💵 Shop Stand/Basket Scanner for BoundlessTrade.net

Tags: #<Tag:0x00007fb4d90b3278> #<Tag:0x00007fb4d90b3048> #<Tag:0x00007fb4d90b2df0> #<Tag:0x00007fb4d90b2c60> #<Tag:0x00007fb4d90b2b20>

I have created a PC application that gathers shop stand/basket data from your game and uploads it to https://boundlesstrade.net/. It should be easy to setup, but has only very limited testing at the current time. Let me know if you experience any issues and I can try to help.

The application may introduce network lag to your game, or may crash your game, etc. It’s probably a good idea not to submit crash-dumps or suppport requests to Wonderstruck while you’re using this application.

The client will impact the security of your system as well as the security of your boundless network data. If you’re unclear on how this works or how it affects you, it may be better to avoid using the client. I’ll let you decide.

The client will almost certainly break with every update/hotfix of the game, so please be patient as they happen until I’m able to fix it.

Download & Usage

Click to expand

image

To download the Price Gathering Client, click on the Boundless Trade link above, then click “Scanner Client” at the top.

Here is a video showing how to use it:
https://www.youtube.com/watch?v=cdyp_ERJff0

How does the Price Gathering Client work?

Click to expand

First, the application adds it’s own certificates to the ca-bundle.crt file in the boundless directory. Next, the application updates the hosts file to force boundless to connect to my application instead of to the boundless servers. Next the application opens TCP port 443 and TCP port 8902 on the loopback adaptor. Queries sent to these ports are forwarded to the boundless servers. The boundless server certificate is not verified whatsoever, unlike what the game usually does when it’s connecting directly. Next the application opens a UDP port on the local machine for each planet starting at port 1000 going up. UDP traffic sent to these ports is forwarded to the corresponding planet server. Next the application injects some code into the boundless process which copies a pointer to the current chunk you’re looking at (I"ll describe why later).

As you’re running the game, Boundless will ask the discovery server for connection information for various planets. The application modifies the responses to the game in two ways. First it updates the IP address field to be loop-back instead of the actual server, next it modifies the UDP port to match the local port opened for the corresponding planet. This causes the game to connect through the application for almost all of it’s data.

When you approach a shop stand/basket, you see the item appear on top of the stand/basket. This is the same data that the application is uploading to the Boundless Trade server.

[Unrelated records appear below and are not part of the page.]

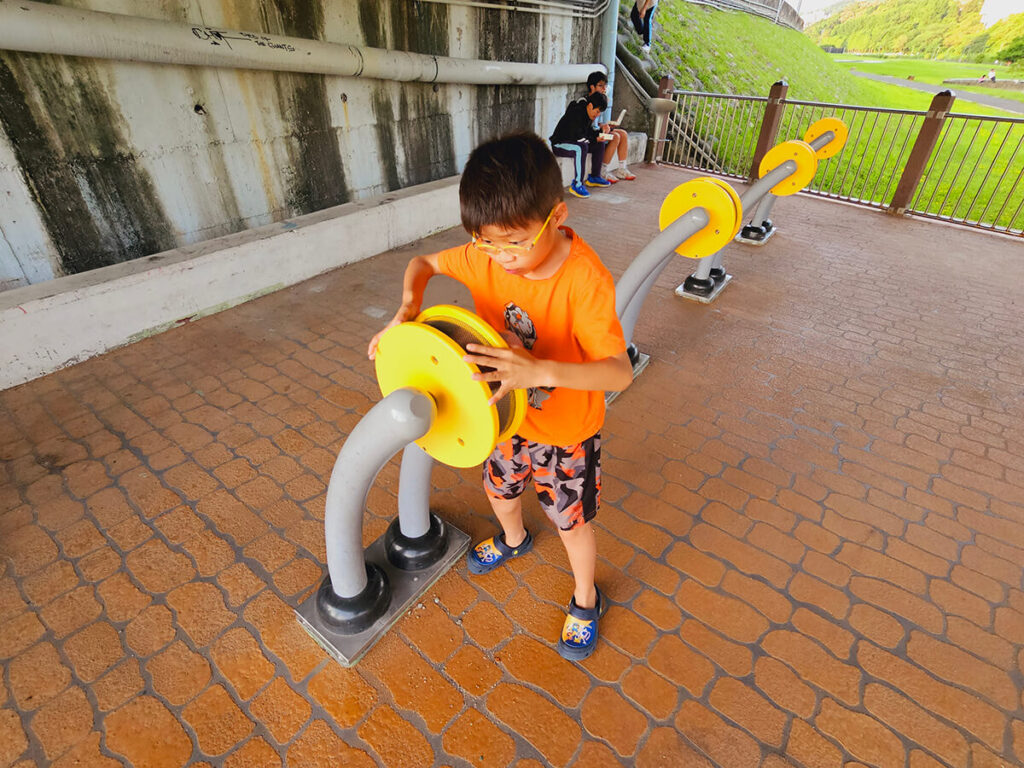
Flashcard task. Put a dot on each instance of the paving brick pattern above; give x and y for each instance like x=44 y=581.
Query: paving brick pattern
x=812 y=535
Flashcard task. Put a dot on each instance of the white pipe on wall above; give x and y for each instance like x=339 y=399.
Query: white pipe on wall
x=537 y=6
x=38 y=28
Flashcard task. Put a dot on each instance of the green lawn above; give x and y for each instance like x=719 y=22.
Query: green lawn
x=925 y=70
x=934 y=73
x=1000 y=92
x=972 y=171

In addition to that, this application also asks the Boundless Trade server what shops stands are in the current chunk the player is looking at, and informs the server if any of those shop-stands no longer exist.

Shop stands/baskets will stay on Boundless Trade for 3 days.

How does a customer find a shop stand/basket in-game that they see on Boundless Trade?

Click to expand

The right-most column shows registered shops nearby the buy/sell order. It may be easier to find stands that are close to a registered shop and the shop owner can put some directions in the description.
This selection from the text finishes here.